AgentSkillsCN

cluster-status

快速概览集群健康状况并进行状态检查。当用户询问集群健康、集群状态,或想了解“集群目前如何?”“一切是否正常?”时使用。关键词:健康、状态、概览、检查、情况如何、哪里出了问题。

SKILL.md
--- frontmatter
name: cluster-status
description: Quick cluster health overview and status check. Use when user asks about cluster health, status, "how's the cluster", "is everything ok", or wants a quick summary of cluster state.

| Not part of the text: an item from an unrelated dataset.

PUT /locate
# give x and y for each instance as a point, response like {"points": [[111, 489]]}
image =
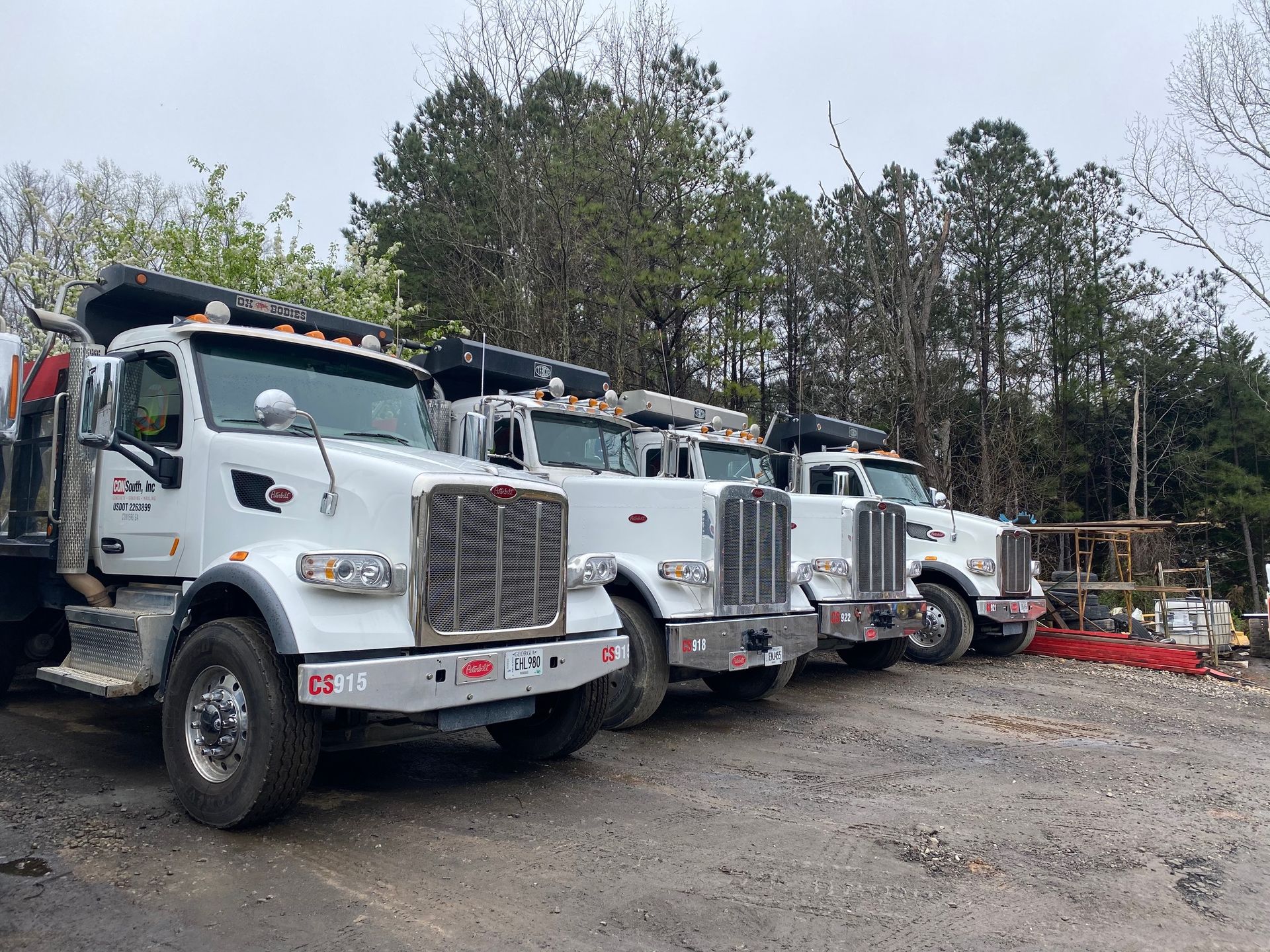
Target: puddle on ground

Keywords: health, status, overview, check, how is, what's wrong

Cluster Status

Provides a quick overview of Anton cluster health.

Instructions

When activated, gather and present cluster status concisely:

1. Quick Health Check

bash
# Node status
kubectl get nodes -o wide

# Flux health summary
flux get all -A --status-selector ready=false 2>/dev/null | head -20

# Pod issues
kubectl get pods -A --field-selector=status.phase!=Running,status.phase!=Succeeded 2>/dev/null | head -15

2. Key Metrics

bash
# Resource usage
kubectl top nodes 2>/dev/null || echo "Metrics unavailable"

# Recent warnings
kubectl get events -A --field-selector type=Warning --sort-by='.lastTimestamp' 2>/dev/null | tail -10

3. Storage Quick Check

bash
# Ceph health (one-liner)
kubectl -n storage exec deploy/rook-ceph-tools -- ceph health 2>/dev/null || echo "Ceph tools unavailable"

Output Format

Present a concise summary:

code
## Cluster Status

**Nodes**: X/3 Ready
**Flux**: X issues (or "All healthy")
**Pods**: X not running
**Storage**: HEALTH_OK/HEALTH_WARN

### Issues (if any)
- Issue 1
- Issue 2

Keep response under 20 lines unless problems require detail.

When NOT to Use

  • For deep debugging → use /flux-debug or specialist agents
  • For storage details → use /ceph-status
  • For deployment issues → use /flux-debug